The Fates were three sisters, who had all some peculiar business assigned them by the poets, in relation to the lives of men. The first held the distaff, the second spun the thread, and the third cut it.

Whilst Troy was sacking by the Greeks, old King Priam is said to have buckled on his armour to oppose them; which he had no sooner done, but he was met by Pyrrhus, and slain before the altar of Jupiter, in his own palace; as we have the story finely told in previous hit Virgil's next hit second Æneid.

Hecuba, his queen, escaped the swords of the Grecians, and outlived him. It seems she behaved herself so fiercely and uneasily to her husband's murderers while she lived, that the poets thought fit to turn her into a bitch when she died.

Mithridates, after he had disputed the empire of the world for forty years together, with the Romans, was at last deprived of life and empire by Pompey the Great.

Crœsus, in the midst of his prosperity, making his boast to Solon how happy he was, received this answer from the wise man,—that no one could pronounce himself happy, till he saw what his end should be. The truth of this Crœsus found, when he was put in chains by Cyrus, and condemned to die.
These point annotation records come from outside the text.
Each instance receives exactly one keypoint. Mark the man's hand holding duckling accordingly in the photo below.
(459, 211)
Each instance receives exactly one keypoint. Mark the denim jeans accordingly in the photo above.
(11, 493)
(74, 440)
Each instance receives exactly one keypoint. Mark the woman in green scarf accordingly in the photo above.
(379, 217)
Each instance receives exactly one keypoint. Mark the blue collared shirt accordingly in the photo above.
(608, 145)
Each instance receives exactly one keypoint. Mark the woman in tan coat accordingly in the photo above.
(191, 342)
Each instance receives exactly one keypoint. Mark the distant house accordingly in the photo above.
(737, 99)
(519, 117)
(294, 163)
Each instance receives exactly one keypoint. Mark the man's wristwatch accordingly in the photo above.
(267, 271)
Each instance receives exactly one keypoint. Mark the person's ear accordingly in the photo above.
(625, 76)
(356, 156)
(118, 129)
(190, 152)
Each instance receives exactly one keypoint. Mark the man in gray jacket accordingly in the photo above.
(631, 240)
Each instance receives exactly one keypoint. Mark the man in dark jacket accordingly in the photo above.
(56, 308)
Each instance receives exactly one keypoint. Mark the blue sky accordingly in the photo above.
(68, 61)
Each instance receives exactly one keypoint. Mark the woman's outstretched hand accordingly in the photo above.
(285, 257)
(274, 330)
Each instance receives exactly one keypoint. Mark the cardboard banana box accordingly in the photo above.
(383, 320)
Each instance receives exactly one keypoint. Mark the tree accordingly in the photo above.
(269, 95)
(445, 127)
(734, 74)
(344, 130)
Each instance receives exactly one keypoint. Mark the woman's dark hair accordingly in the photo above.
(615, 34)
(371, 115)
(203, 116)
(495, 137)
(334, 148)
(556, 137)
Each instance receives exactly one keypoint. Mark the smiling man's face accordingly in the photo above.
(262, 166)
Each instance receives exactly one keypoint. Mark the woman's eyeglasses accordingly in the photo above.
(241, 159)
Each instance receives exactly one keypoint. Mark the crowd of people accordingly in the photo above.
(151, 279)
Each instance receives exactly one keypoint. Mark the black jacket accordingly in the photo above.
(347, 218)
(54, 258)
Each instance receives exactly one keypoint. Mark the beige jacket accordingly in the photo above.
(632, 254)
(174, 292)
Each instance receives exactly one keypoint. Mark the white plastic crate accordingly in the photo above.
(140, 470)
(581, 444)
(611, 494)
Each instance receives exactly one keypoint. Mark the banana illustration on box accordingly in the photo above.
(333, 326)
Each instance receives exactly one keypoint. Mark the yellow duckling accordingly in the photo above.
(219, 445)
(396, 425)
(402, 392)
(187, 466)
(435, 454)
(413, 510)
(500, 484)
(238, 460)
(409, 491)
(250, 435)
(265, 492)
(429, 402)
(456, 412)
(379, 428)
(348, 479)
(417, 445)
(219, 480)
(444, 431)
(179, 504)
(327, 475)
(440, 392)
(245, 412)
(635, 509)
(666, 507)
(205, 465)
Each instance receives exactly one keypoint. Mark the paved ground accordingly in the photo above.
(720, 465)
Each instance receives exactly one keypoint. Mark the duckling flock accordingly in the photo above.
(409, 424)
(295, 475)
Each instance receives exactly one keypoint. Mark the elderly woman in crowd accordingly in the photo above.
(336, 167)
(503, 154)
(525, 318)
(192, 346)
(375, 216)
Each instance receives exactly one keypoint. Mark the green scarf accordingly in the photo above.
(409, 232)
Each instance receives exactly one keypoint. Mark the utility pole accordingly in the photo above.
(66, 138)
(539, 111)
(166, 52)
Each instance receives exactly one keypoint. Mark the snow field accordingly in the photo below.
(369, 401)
Pompey, in the midst of his glory, fell into a dangerous fit of sickness, at Naples. A great many cities then made public supplications for him. He recovered; was beaten at Pharsalia; fled to Ptolemy, King of Egypt; and, instead of receiving protection at his court, had his head struck off by his order, to please Cæsar.

Cethegus was one that conspired with Catiline, and was put to death by the Senate.

Sergius Catiline died fighting.

Virginia was killed by her own father, to prevent her being exposed to the lust of Appius Claudius, who had ill designs upon her. The story at large is in Livy's third book; and it is a remarkable one, as it gave occasion to the putting down the power of the Decemviri, of whom Appius was one.

Hippolytus, the son of Theseus, was loved by his mother-in-law, Phædra; but he not complying with her, she procured his death.

Bellerophon, the son of King Glaucus, residing some time at the court of Prœtus, king of the Argives, the queen, Sthenobæa, fell in love with him; but he refusing her, she turned the accusation upon him, and he narrowly escaped Prœtus's vengeance.

Messalina, wife to the Emperor Claudius, infamous for her lewdness. She set her eyes upon C. Silius, a fine youth; forced him to quit his own wife, and marry her, with all the formalities of a wedding, whilst Claudius Cæsar was sacrificing at Ostia. Upon his return, he put both Silius and her to death.